President: Iran resolute to defend nation's N. rights in talks with G5+1

TEHRAN (FNA)- Iran's President Hassan Rouhani underlined that the Iranian negotiating team is determined to defend the nation's rights to advance its nuclear program in the upcoming talks with the Group 5+1 (the US, Britain, France, Russia and China plus Germany).


President Rouhani attended the open session of the Iranian Parliament on Sunday morning to discuss the credentials of his three nominees to take over the ministries of Education; Science, Research and Technology; and Sports and Youth Affairs.

Addressing the parliamentarians, President Rouhani said Iran is determined to properly defend the nations rights and interest as well as its goals in a logical and rational way using the art of diplomacy in talks with the G5+1.

In such conditions, added the President, the Iranian negotiators need the support of both the nation and that of the members of the parliament.

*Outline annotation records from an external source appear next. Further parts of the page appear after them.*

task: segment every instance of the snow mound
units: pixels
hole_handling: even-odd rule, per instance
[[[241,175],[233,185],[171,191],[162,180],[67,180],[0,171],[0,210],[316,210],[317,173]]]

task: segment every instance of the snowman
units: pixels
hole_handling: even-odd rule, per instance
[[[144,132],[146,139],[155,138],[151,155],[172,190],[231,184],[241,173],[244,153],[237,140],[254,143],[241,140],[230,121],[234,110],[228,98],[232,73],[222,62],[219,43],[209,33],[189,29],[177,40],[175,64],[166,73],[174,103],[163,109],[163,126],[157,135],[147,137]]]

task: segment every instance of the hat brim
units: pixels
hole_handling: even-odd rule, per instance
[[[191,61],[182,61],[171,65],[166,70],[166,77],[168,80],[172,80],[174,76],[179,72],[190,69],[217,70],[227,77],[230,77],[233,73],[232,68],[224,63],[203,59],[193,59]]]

The Iranian Parliamentarians hosted President Rouhani on Sunday morning to discuss a vote of confidence to his nominees for the three remaining cabinet posts.

Iran and the six world powers agreed in their third session of talks on October 15 to follow up on the nuclear negotiations on November 7 and 8.

At the end of the negotiations, EU Foreign Policy Chief Catherine Ashton hailed the nuclear negotiations as the most detailed and most substantive ones ever held between the two sides.

Washington and its western allies accuse Iran of trying to develop nuclear weapons under the cover of a civilian nuclear program, while they have never presented any corroborative evidence to substantiate their allegations. Iran denies the charges and insists that its nuclear program is for peaceful purposes only.

Tehran stresses that the country has always pursued a civilian path to provide power to the growing number of Iranian population, whose fossil fuel would eventually run dry.

Despite the rules enshrined in the Non-Proliferation Treaty (NPT) entitling every member state, including Iran, to the right of uranium enrichment, Tehran is now under four rounds of UN Security Council sanctions and the western embargos for turning down West's calls to give up its right of uranium enrichment.

Tehran has dismissed West's demands as politically tainted and illogical, stressing that sanctions and pressures merely consolidate Iranians' national resolve to continue the path.

Tehran has repeatedly said that it considers its nuclear case closed as it has come clean of the International Atomic Energy Agency (IAEA)'s questions and suspicions about its past nuclear activities.